Selasa pagi itu, suasana di Koperasi Jasa Agribisnis STA Panumbangan riuh oleh petani yang akan mengikuti Pelatihan Pertanian Terpadu Sistem Budidaya Cabai Industri yang diselenggarakan oleh KPwBI Tasikmalaya. Pelatihan yang terselenggara pada tanggal 20 – 22 November lalu dibuka oleh Deputi Kepala Perwakilan BI Tasikmalaya. “Program Klaster Nasional Cabai Merah Besar ini merupakan upaya berjamaah mengoptimalkan potensi sektor pertanian hortikultura di wilayah Ciamis dan Tasikmalaya. Layaknya orang berjamaah, harus ada imam dan ma’mum. Demikian juga dalam program kemitraan, dalam hal ini koperasi menjadi imam dan petani sebagai pengikut. Koperasi harus dijadikan sebagai lokomotif perkembangan cabai industri, karena apabila petani bertindak sendiri-sendiri gerakannya menjadi tidak sinergis sehingga percepatan perkembangannya tidak seperti yang diharapkan,” ujar Sabarudin dalam sambutannya.
Apresiasi terhadap Program Klaster Cabai Merah, diberikan oleh Dinas Pertanian Tanaman Pangan Kabupaten Ciamis yang menghadiri acara pembukaan pelatihan, “Sejak dicanangkannya Program Klaster Nasional Cabai Merah Besar oleh Bank Indonesia Tasikmalaya, sudah banyak kegiatan yang dilaksanakan dan dirasakan manfaatnya. Bimbingan teknis dan Sekolah Lapang Good Agricultural Practice, studi banding, Pelatihan Pasca Panen, dan sekarang Pelatihan Pertanian Terpadu Sistem Budidaya Cabai Industri. Untuk itu, kami sangat berterima kasih sekali,” ucap Djuda Djendra, mewakili Kepala Dinas.
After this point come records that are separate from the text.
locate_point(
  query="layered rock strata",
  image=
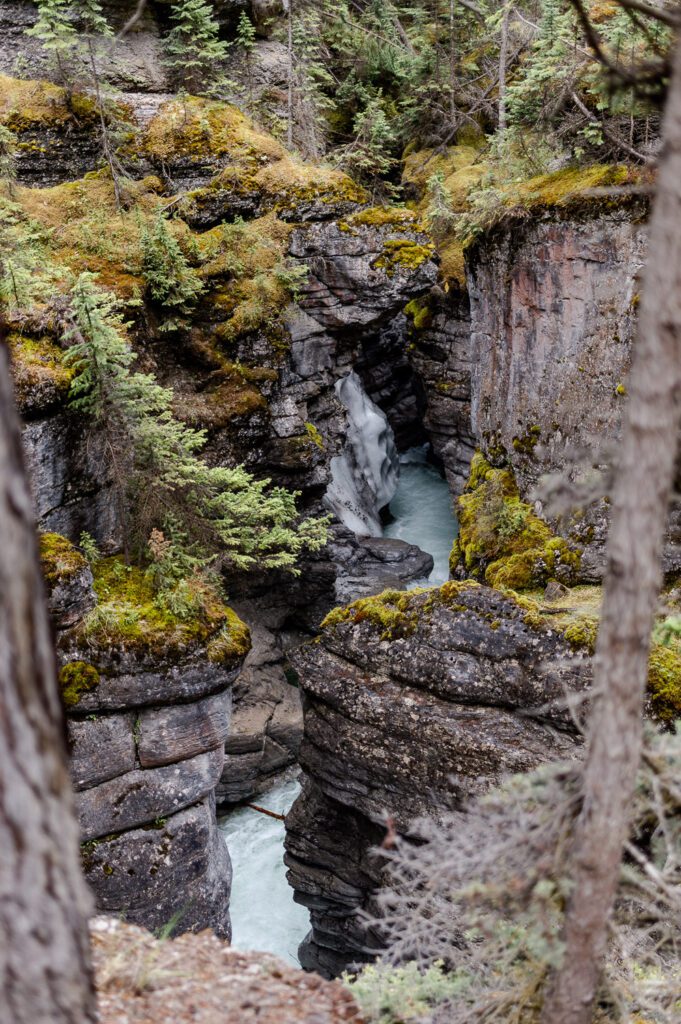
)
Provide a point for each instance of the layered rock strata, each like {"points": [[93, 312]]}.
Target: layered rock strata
{"points": [[147, 717], [414, 702], [553, 316]]}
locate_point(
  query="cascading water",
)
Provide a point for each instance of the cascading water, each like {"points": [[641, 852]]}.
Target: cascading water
{"points": [[365, 477], [422, 512], [264, 916]]}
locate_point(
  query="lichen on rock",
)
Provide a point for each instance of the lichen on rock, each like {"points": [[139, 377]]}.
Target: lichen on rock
{"points": [[501, 538]]}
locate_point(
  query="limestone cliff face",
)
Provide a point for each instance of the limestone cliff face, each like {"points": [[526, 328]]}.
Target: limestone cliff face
{"points": [[413, 704], [553, 316], [149, 707]]}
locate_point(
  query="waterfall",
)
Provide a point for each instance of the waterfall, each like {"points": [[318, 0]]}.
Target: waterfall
{"points": [[365, 477]]}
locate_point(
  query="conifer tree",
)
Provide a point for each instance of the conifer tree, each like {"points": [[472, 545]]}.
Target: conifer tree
{"points": [[56, 31], [172, 283], [194, 46], [221, 515]]}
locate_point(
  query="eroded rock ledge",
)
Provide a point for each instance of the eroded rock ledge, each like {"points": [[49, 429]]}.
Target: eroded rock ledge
{"points": [[413, 704], [149, 701]]}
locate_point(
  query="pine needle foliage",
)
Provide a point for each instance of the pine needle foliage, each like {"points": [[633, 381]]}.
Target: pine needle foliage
{"points": [[194, 47], [173, 284], [217, 514]]}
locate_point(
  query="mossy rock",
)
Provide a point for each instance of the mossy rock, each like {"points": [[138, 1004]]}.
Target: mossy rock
{"points": [[39, 375], [501, 539], [420, 312], [397, 613], [195, 128], [576, 616], [77, 678], [60, 561], [129, 617], [27, 104], [396, 218]]}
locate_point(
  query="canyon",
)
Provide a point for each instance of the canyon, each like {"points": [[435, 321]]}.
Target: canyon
{"points": [[396, 699]]}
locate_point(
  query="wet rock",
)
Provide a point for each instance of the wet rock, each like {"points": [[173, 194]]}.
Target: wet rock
{"points": [[267, 723], [372, 564], [439, 352], [413, 704]]}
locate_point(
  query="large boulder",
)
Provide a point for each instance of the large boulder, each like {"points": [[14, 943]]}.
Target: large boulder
{"points": [[414, 702]]}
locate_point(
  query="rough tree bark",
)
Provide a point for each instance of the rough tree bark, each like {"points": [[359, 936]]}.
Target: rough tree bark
{"points": [[44, 955], [640, 503]]}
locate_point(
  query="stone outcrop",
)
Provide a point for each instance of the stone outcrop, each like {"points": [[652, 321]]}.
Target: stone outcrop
{"points": [[414, 702], [553, 315], [440, 358], [149, 706]]}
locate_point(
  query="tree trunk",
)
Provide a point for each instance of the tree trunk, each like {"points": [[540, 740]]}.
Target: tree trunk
{"points": [[44, 953], [503, 64], [640, 503], [290, 59]]}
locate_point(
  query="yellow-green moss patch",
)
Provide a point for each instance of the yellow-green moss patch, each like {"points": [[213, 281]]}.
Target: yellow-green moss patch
{"points": [[396, 613], [396, 218], [420, 312], [402, 254], [60, 561], [29, 104], [501, 540], [37, 369], [76, 679], [194, 127], [128, 615]]}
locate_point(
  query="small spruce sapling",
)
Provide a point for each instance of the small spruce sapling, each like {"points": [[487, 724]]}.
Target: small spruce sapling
{"points": [[194, 47], [172, 284]]}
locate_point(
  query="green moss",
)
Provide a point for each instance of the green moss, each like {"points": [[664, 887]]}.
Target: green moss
{"points": [[59, 559], [395, 218], [501, 540], [420, 312], [314, 435], [583, 633], [77, 678], [232, 642], [566, 186], [402, 254], [576, 616], [27, 105], [128, 616], [38, 369], [396, 613], [665, 681]]}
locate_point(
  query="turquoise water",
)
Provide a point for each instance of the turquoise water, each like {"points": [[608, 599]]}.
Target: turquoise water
{"points": [[264, 916], [423, 512]]}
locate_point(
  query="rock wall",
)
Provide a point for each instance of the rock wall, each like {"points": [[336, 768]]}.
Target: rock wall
{"points": [[439, 354], [413, 704], [147, 718], [553, 316]]}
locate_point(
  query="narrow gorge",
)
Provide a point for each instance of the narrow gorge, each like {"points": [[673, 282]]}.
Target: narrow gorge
{"points": [[444, 412]]}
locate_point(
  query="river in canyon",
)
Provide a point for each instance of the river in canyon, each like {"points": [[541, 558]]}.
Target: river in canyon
{"points": [[264, 915]]}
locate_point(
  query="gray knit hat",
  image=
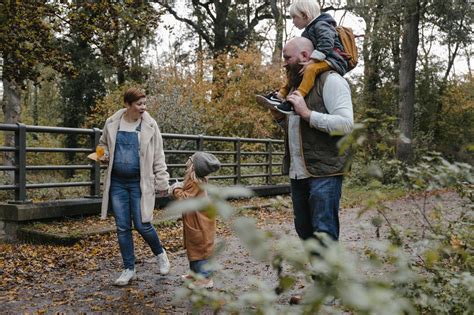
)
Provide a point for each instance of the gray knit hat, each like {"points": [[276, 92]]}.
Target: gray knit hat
{"points": [[205, 163]]}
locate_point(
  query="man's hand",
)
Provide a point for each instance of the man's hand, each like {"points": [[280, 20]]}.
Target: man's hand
{"points": [[305, 64], [299, 105], [162, 193]]}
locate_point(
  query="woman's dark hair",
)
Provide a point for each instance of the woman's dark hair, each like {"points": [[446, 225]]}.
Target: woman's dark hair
{"points": [[133, 95]]}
Berbagai video yang ditayangkan narasumber dari CV. Indoagri Anugrah mengenai mikroorganisme antagonis, pelestarian musuh alami, pengaruh pestisida kimia sintetik, serta proses pembuatan bokasi sangat menarik perhatian petani. Pelatihan kali ini disamping memberikan pemahaman mengenai konsep kemitraan kepada petani yang melakukan kontrak kerjasama dengan PT Heinz ABC, juga ditujukan untuk menggugah awareness petani mengenai efek negatif penggunaan pestisida kimia sintetik dalam jangka panjang terhadap tanah dan tanaman.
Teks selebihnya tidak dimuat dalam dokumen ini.